Euphrosine aussi était artiste ; — artiste en corsets.

— Et il me trahit ! ajouta-t-elle, et pour qui ?… Pour une personne qui pesait cent soixante-dix-neuf livres sept onces et neuf gros à la dernière fête de Saint-Cloud… Ah ! le…

Elle n’acheva pas.

Elle ferma le tiroir aux lettres, boucha hermétiquement la fente de sa porte et sa fenêtre à tabatière, renversa la braise sur un fourneau, et quand tout fut prêt… elle prit son accordéon, et se mit à entonner le chant du cygne, en jouant dans les cordes lugubres de l’instrument, dans l’octave du canard.

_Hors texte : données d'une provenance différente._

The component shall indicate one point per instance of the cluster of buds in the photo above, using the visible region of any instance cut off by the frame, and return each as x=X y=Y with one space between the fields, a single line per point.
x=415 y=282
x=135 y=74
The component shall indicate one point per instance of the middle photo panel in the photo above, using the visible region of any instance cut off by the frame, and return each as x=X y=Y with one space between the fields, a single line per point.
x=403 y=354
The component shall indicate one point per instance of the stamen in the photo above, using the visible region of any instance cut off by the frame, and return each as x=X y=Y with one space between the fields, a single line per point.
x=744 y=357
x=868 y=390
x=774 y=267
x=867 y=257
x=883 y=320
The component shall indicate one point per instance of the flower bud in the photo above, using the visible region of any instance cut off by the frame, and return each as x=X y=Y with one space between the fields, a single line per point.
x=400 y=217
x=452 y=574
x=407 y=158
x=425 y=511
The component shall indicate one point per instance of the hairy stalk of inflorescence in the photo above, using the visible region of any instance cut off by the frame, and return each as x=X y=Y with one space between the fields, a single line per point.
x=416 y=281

L’accordéon se tut, et l’instrumentiste se décida à vivre encore une nuit ; mais c’était la dernière, oh ! oui, la dernière, à moins pourtant que…

Elle souffla sa chandelle et s’endormit.

Le lendemain, elle descendit à la boutique à l’heure ordinaire ; mais elle eut beau regarder dans la rue, cherchant à apercevoir Zéphyrin, elle n’aperçut rien, et la pudeur ne lui permit pas de rester plus longtemps sur le seuil de la porte.